The Plan is not the Approach

When I am mentoring project managers one of the first distinctions that helps to sort out some confusion is separating the plan from the approach.

Most projects involve a repetition of a set of tasks to move a business or technology asset from one state to another.  The completion of the set of tasks for each of the business assets in the project constitutes what technology calls “the project”.   The business area or business customer needs a broader definition and to them the project includes items like cultural change management, communications, training, business process documentation changes and other items related to how the business has to successfully adapt so that the project is successful.
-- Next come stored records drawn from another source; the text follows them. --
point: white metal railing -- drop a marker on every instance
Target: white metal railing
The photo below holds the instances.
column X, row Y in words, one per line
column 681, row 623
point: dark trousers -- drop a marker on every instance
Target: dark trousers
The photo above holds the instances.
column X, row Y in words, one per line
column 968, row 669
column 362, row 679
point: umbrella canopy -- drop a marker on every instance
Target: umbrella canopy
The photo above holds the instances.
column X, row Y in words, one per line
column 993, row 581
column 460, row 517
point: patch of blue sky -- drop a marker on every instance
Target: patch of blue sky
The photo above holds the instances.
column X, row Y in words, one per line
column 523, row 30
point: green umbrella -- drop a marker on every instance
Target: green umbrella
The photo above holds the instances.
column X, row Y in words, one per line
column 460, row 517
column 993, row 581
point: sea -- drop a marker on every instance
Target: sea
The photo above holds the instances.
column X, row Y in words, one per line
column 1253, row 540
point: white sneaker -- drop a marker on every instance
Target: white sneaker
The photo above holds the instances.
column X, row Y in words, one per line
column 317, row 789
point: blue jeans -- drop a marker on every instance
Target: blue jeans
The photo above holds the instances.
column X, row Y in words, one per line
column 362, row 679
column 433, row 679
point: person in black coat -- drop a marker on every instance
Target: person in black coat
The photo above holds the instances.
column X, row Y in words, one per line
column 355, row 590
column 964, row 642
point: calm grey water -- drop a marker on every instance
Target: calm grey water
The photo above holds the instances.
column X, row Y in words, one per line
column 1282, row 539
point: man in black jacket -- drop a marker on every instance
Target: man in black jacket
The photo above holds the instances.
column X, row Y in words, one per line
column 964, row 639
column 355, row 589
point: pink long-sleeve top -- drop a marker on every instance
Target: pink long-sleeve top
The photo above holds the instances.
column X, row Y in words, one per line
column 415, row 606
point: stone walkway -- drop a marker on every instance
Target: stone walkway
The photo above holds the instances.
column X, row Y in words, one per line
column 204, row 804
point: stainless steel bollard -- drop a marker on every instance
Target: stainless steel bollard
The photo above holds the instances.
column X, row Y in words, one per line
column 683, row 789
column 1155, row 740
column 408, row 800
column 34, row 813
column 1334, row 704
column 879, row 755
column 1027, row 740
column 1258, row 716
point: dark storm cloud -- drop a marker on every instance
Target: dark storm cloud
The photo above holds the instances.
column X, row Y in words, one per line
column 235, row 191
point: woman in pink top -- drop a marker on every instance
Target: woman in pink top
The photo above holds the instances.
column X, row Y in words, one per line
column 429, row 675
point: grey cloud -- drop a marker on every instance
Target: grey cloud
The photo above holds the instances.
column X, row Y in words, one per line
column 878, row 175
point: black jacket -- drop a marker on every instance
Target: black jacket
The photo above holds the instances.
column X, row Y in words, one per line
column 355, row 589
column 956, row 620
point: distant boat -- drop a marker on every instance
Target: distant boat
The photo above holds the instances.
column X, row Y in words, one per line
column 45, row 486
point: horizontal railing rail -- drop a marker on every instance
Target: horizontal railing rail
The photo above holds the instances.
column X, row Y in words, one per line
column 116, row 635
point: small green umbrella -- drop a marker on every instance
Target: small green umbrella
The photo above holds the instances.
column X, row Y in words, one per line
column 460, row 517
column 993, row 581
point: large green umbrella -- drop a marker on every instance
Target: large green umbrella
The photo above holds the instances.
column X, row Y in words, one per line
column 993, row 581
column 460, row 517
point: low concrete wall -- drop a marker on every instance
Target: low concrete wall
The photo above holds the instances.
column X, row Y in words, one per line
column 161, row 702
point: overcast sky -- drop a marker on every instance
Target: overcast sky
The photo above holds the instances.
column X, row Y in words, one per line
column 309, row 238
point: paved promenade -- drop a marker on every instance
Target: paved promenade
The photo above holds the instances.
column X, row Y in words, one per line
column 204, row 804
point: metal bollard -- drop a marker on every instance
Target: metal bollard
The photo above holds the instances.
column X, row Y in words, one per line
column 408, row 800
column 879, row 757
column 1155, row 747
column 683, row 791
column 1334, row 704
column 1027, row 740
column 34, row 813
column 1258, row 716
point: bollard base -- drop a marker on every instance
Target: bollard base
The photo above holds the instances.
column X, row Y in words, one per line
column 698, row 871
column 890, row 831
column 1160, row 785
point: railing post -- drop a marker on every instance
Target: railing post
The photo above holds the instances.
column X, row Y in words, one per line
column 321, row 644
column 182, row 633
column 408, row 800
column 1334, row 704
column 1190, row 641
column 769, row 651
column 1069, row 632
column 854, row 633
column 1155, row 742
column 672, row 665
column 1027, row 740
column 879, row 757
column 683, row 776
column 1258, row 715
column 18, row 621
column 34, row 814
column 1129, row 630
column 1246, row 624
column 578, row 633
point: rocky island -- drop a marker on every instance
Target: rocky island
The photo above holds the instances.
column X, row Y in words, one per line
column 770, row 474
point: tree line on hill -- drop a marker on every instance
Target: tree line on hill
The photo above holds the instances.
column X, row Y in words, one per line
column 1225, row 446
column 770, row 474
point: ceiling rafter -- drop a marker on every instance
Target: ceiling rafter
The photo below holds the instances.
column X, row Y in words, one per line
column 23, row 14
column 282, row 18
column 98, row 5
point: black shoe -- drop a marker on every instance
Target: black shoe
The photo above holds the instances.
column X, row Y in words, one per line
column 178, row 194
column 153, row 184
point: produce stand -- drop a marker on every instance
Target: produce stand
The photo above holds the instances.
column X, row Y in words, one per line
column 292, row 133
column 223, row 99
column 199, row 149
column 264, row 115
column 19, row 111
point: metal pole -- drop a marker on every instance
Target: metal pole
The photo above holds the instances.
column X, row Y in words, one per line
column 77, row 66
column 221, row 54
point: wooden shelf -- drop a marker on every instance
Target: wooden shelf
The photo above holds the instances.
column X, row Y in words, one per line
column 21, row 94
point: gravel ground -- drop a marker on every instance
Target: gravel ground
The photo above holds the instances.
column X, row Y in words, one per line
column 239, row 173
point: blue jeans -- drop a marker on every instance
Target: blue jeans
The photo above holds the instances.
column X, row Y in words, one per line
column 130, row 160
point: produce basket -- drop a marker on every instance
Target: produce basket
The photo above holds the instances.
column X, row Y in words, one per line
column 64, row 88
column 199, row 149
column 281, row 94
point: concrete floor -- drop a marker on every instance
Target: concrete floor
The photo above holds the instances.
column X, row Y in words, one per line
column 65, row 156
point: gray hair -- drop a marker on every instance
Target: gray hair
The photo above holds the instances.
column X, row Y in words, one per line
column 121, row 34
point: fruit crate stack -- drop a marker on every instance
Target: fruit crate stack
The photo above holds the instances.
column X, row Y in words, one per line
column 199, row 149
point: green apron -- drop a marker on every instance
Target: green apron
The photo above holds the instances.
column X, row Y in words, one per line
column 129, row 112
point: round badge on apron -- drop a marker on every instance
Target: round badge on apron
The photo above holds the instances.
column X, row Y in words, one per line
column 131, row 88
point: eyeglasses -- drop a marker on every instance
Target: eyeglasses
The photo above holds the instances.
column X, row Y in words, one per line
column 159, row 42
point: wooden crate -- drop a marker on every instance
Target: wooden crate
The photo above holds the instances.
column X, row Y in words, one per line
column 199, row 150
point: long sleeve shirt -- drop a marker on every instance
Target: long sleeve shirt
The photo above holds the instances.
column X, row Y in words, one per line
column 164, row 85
Every execution of the set of tasks described above is the approach.  In other words if we have a bunch of things we have to do something to, what is going to be our approach?  Well first we will do this, and then we will do this, and then once that is done, then this can be done, and so on until the last task is completed.  We will do that for a certain number of business or technology assets.  The approach is then the steps to transform each of the things the business owns from one state to another.  We may take that approach a number of times during the project depending on how many of those things we have to change.
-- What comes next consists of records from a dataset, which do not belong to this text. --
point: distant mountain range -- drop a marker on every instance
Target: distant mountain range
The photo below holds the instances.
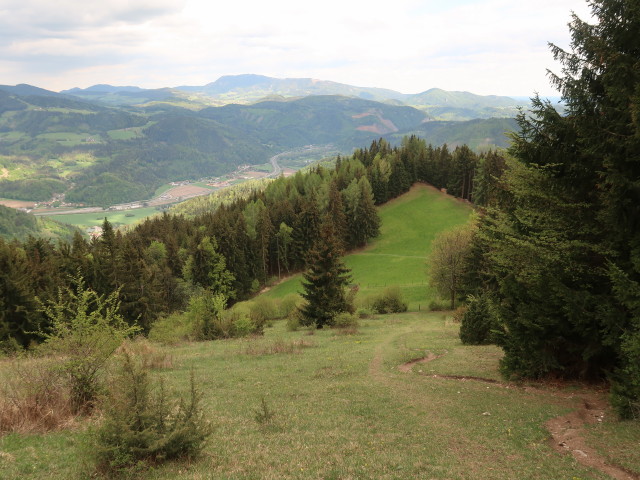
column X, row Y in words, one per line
column 243, row 89
column 105, row 145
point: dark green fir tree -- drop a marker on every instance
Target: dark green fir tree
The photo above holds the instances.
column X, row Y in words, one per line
column 325, row 280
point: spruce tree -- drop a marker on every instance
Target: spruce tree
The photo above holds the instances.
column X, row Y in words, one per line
column 566, row 245
column 325, row 280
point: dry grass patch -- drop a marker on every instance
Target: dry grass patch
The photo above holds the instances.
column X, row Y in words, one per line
column 149, row 354
column 34, row 396
column 277, row 346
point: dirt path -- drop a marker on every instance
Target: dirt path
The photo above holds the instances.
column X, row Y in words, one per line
column 567, row 431
column 567, row 436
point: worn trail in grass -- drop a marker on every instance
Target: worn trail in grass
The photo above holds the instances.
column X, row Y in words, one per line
column 342, row 409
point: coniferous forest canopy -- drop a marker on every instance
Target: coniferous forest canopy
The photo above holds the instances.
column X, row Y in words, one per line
column 551, row 271
column 241, row 245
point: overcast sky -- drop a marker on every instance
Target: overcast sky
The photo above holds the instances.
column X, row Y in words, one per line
column 482, row 46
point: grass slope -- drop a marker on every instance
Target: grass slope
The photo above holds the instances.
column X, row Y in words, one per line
column 398, row 255
column 343, row 410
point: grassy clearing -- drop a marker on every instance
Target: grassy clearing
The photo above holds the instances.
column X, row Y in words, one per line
column 398, row 255
column 126, row 133
column 123, row 217
column 70, row 139
column 290, row 405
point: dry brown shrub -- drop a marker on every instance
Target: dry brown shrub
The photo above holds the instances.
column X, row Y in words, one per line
column 34, row 396
column 277, row 346
column 150, row 355
column 349, row 330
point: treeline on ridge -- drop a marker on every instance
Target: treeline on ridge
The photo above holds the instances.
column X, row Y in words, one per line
column 238, row 247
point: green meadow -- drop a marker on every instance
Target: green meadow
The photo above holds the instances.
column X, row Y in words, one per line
column 339, row 407
column 338, row 404
column 398, row 255
column 117, row 218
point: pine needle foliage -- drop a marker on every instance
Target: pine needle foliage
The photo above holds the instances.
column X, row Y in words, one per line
column 143, row 425
column 325, row 280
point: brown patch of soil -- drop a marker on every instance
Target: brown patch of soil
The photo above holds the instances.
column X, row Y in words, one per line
column 254, row 174
column 567, row 436
column 406, row 367
column 17, row 204
column 567, row 431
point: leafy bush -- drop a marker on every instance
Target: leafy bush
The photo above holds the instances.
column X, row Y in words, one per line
column 389, row 301
column 141, row 424
column 205, row 314
column 243, row 326
column 437, row 305
column 478, row 322
column 85, row 331
column 172, row 329
column 293, row 323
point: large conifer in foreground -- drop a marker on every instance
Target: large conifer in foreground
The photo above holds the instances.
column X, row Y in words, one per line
column 325, row 279
column 565, row 246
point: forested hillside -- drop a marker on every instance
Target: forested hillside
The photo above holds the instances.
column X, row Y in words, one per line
column 58, row 144
column 557, row 263
column 237, row 247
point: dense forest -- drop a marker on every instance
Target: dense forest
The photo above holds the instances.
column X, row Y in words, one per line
column 238, row 247
column 557, row 263
column 552, row 269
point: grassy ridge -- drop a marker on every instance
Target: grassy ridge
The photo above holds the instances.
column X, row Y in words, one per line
column 398, row 255
column 342, row 409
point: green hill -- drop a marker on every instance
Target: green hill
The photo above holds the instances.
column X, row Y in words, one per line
column 97, row 155
column 15, row 224
column 477, row 134
column 398, row 255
The Plan is a listing of the approach steps for each grouping of like items that has to be transformed.  Additionally the plan includes all of the business and technology wrapper items such as change management, communications, process and document updates and training. 

To illustrate this contrast between the Plan and the Approach, when I have a mentoring session with a project manager and they bring in their plan and all of their documents I usually like to take their papers, turn them upside down on the table and then ask the PM: “Now you have so many of these things to do, how are you going to do each one?”, and then wait for a description.  What comes out next is very illustrative of how well they differentiate the approach from the plan and really revealing about the challenges they may face in building their plan.
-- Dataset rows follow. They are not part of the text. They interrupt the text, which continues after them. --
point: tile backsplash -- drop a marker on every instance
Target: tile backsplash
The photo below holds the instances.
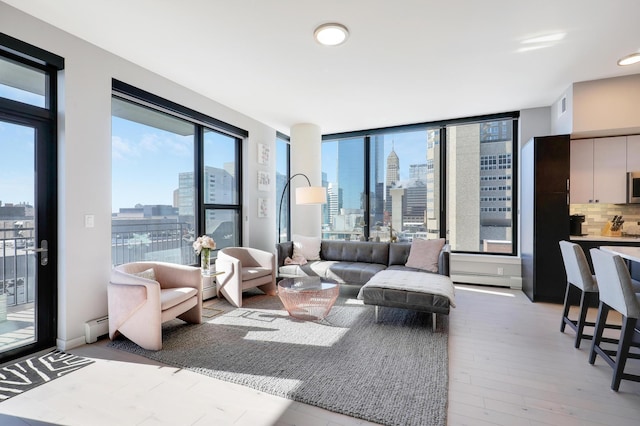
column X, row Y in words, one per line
column 597, row 215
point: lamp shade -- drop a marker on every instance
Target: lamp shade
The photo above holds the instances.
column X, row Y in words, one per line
column 311, row 195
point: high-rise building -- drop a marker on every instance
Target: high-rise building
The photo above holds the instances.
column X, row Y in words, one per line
column 350, row 174
column 393, row 175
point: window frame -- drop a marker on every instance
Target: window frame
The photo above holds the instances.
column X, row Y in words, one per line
column 202, row 123
column 513, row 116
column 279, row 196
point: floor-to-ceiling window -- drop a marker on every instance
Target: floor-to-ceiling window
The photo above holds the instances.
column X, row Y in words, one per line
column 28, row 198
column 175, row 175
column 480, row 187
column 453, row 179
column 283, row 172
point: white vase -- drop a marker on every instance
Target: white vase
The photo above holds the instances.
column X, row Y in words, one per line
column 205, row 262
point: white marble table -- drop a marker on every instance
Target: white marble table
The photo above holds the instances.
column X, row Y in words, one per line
column 626, row 252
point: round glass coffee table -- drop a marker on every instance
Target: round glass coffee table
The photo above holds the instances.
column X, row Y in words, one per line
column 308, row 298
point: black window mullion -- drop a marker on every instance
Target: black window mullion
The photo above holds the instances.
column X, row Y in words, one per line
column 367, row 187
column 200, row 221
column 443, row 182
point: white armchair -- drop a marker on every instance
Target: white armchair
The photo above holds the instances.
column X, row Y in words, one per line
column 143, row 295
column 243, row 268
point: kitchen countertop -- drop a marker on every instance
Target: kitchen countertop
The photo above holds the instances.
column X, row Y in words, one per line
column 602, row 238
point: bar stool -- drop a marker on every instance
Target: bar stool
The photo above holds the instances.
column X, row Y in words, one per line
column 578, row 276
column 617, row 293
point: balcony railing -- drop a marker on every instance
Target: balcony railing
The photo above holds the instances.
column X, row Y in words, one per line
column 17, row 265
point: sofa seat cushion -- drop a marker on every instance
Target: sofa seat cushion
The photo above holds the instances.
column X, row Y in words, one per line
column 170, row 297
column 316, row 268
column 253, row 272
column 394, row 298
column 354, row 272
column 406, row 268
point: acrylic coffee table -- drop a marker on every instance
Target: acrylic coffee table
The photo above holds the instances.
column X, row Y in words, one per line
column 308, row 298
If the project manager cannot make the distinction, the plan will usually be task and activity based so instead of focusing on what is being delivered it will focus on how it is being done.  If they do make the distinction, it will be deliverables based and will focus mainly on what is being provided to the business and allow some flexibility on how it is being done. 

Therefore the plan is not the approach and once the PM makes the distinction and organizes the project by first thinking about the approach and then creating the plan around that, they are more likely to have a successful set of steps to deliver for the business.